Understand Employees

Three Ways to Understand Employees

Human beings are different from each other and what they can do best naturally differs. It is necessary to find out what each team member is good at and what he might fail in doing. Often, the employee is not capable of deciding or knowing what his strengths and weaknesses are and that is where the top management has to take a call. These pointers are more helpful when there is a change in the role of an employee internally, than at the time of recruitment. The larger issue arises when a good and performing resource is given a new role or promotion on the basis of past performance which then goes down. I am giving below three military examples which might help:

Every good soldier cannot become a good general. In corporate life, promotion is given to a person only when his prior performance has been commendable. Typically, an executor becomes a manager when the execution-based work has been done very well. What many people fail to understand at this time is that a good soldier does not necessarily become a great general. There is a big difference between execution and the management of execution on the one hand and managing the people who execute on the other. A soldier is termed good when he performs his duties as he should, while a general becomes successful by leading people to do things. After a lapse of time, a general cannot do a soldier’s job although he had reached that level due to his performance as a soldier.

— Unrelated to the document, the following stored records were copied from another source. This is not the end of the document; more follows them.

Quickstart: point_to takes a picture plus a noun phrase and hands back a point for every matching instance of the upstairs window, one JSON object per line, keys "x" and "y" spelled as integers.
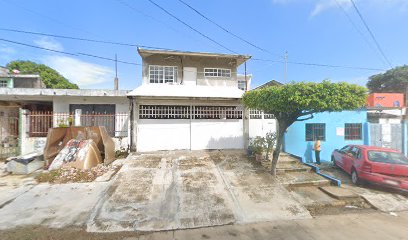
{"x": 315, "y": 131}
{"x": 217, "y": 72}
{"x": 3, "y": 83}
{"x": 242, "y": 85}
{"x": 162, "y": 74}
{"x": 353, "y": 131}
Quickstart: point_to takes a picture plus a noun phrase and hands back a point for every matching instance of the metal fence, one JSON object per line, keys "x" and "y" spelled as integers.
{"x": 39, "y": 122}
{"x": 9, "y": 136}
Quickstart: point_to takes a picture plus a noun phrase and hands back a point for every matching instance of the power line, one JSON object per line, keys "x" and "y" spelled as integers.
{"x": 318, "y": 64}
{"x": 371, "y": 33}
{"x": 226, "y": 30}
{"x": 358, "y": 30}
{"x": 69, "y": 53}
{"x": 44, "y": 16}
{"x": 79, "y": 39}
{"x": 189, "y": 26}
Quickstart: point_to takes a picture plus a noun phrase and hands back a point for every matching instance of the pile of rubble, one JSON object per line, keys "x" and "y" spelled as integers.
{"x": 68, "y": 175}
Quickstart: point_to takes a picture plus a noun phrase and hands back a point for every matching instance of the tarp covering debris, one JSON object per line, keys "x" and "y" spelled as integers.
{"x": 58, "y": 138}
{"x": 25, "y": 164}
{"x": 80, "y": 154}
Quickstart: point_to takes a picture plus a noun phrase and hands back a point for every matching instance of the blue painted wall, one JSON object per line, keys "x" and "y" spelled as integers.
{"x": 295, "y": 138}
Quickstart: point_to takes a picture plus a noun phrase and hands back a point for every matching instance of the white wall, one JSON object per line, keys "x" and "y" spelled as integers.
{"x": 162, "y": 134}
{"x": 217, "y": 134}
{"x": 260, "y": 127}
{"x": 61, "y": 104}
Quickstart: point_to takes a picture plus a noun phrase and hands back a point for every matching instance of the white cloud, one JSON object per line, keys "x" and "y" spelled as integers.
{"x": 50, "y": 43}
{"x": 324, "y": 5}
{"x": 321, "y": 6}
{"x": 78, "y": 71}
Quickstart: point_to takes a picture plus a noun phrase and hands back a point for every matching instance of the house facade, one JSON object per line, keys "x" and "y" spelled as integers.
{"x": 35, "y": 110}
{"x": 334, "y": 129}
{"x": 188, "y": 100}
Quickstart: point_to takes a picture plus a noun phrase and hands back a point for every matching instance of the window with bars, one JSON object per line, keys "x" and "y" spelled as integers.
{"x": 217, "y": 72}
{"x": 164, "y": 112}
{"x": 217, "y": 112}
{"x": 162, "y": 74}
{"x": 3, "y": 83}
{"x": 353, "y": 131}
{"x": 242, "y": 85}
{"x": 315, "y": 131}
{"x": 269, "y": 116}
{"x": 255, "y": 114}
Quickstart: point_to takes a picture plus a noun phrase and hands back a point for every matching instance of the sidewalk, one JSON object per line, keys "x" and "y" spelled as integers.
{"x": 334, "y": 227}
{"x": 350, "y": 226}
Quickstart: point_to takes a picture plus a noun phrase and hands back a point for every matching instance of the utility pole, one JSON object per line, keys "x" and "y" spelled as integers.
{"x": 286, "y": 66}
{"x": 116, "y": 81}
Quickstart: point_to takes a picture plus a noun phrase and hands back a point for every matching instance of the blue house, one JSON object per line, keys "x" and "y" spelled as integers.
{"x": 335, "y": 130}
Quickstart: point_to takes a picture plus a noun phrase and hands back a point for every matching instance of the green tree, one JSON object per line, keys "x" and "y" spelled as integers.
{"x": 393, "y": 80}
{"x": 299, "y": 101}
{"x": 50, "y": 77}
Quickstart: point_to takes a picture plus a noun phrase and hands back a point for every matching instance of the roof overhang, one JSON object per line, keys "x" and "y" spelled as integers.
{"x": 185, "y": 91}
{"x": 147, "y": 52}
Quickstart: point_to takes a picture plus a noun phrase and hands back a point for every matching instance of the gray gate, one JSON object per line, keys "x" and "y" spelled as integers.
{"x": 386, "y": 135}
{"x": 8, "y": 136}
{"x": 376, "y": 135}
{"x": 396, "y": 137}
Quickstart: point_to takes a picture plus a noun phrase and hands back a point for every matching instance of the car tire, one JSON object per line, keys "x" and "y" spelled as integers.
{"x": 354, "y": 177}
{"x": 334, "y": 162}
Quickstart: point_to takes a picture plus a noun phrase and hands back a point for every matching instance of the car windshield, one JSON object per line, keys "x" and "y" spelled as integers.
{"x": 387, "y": 157}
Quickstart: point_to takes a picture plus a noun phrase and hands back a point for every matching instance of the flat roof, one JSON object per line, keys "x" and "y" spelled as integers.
{"x": 186, "y": 91}
{"x": 148, "y": 52}
{"x": 62, "y": 92}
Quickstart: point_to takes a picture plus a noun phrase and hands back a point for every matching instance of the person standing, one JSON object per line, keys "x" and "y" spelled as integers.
{"x": 317, "y": 149}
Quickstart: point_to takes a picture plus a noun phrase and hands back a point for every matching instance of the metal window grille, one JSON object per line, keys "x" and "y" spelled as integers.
{"x": 315, "y": 131}
{"x": 242, "y": 85}
{"x": 162, "y": 74}
{"x": 217, "y": 72}
{"x": 217, "y": 112}
{"x": 255, "y": 114}
{"x": 164, "y": 112}
{"x": 3, "y": 83}
{"x": 269, "y": 116}
{"x": 38, "y": 123}
{"x": 353, "y": 131}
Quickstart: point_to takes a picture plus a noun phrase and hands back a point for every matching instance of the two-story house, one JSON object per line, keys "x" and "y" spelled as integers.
{"x": 187, "y": 100}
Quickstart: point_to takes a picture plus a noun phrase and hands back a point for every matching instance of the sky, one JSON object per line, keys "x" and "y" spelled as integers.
{"x": 327, "y": 32}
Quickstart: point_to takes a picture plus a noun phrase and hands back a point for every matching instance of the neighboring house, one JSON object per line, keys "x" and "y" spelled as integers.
{"x": 337, "y": 129}
{"x": 188, "y": 100}
{"x": 41, "y": 109}
{"x": 334, "y": 130}
{"x": 386, "y": 100}
{"x": 244, "y": 81}
{"x": 16, "y": 80}
{"x": 268, "y": 84}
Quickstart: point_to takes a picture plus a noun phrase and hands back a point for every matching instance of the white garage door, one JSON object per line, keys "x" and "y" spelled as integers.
{"x": 171, "y": 128}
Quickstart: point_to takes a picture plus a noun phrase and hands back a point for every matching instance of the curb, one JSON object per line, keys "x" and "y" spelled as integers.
{"x": 317, "y": 170}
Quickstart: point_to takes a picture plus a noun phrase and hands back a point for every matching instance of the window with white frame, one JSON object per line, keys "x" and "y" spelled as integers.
{"x": 3, "y": 83}
{"x": 164, "y": 112}
{"x": 162, "y": 74}
{"x": 242, "y": 85}
{"x": 217, "y": 72}
{"x": 217, "y": 112}
{"x": 255, "y": 114}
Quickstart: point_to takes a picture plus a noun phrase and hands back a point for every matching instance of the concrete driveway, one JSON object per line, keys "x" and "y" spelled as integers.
{"x": 177, "y": 190}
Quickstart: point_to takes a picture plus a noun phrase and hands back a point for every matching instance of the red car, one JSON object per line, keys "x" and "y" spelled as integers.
{"x": 377, "y": 165}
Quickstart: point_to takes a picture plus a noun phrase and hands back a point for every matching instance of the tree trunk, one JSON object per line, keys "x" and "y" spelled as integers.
{"x": 281, "y": 132}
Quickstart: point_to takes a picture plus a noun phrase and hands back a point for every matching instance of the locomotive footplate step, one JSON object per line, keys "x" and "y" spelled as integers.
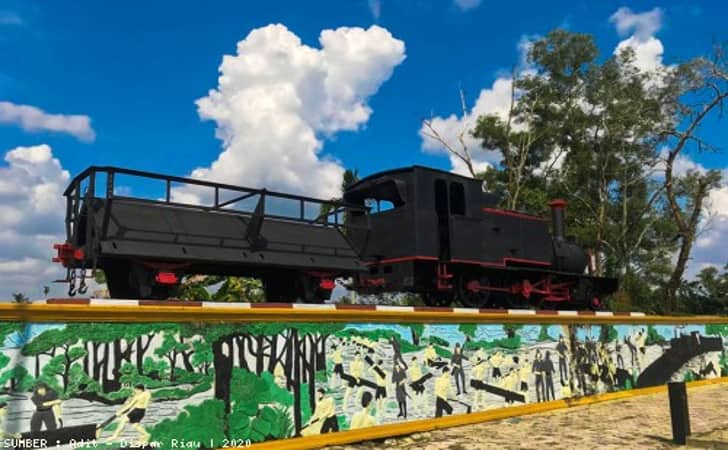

The wingman is as important as the pilot. A wingman is a pilot who flies beside and slightly behind the lead in an aircraft formation. He primarily protects the lead pilot by ‘watching his back’. In our context, the wingman would be the person who supports another person in doing a critical job but who is never in the limelight or in the front. Every job in the world is crucial, but it is more important to do a job to the best of one’s ability than to do a big or significant job. Often, team members want to take the most ritical or vital job in the company/vertical, thinking that it would get them recognition. This is true, but that does not mean that a less important job need not be given the same attention.

A captain can’t do anything without a navigator. A navigator is the person on board a ship who is responsible for its navigation. The captain is the boss on the ship, the most senior officer in charge. He is responsible for everything that happens on the ship, but he is assisted by the navigator on how to get the ship from point A to point B. In our context, a navigator would be the person or the team who helps the entrepreneur/CEO to take the company from a particular stage to the next— every company’s immediate goal. The CEO is the person responsible for doing that, but it is the navigator who ensures that he is informed of the progress all the time and is advised how to go on from there.

The point of these three examples is that each employee is different, each employee plays an important role in the life of a company and in a team and each employee has the ability to do great work if he is given the right role.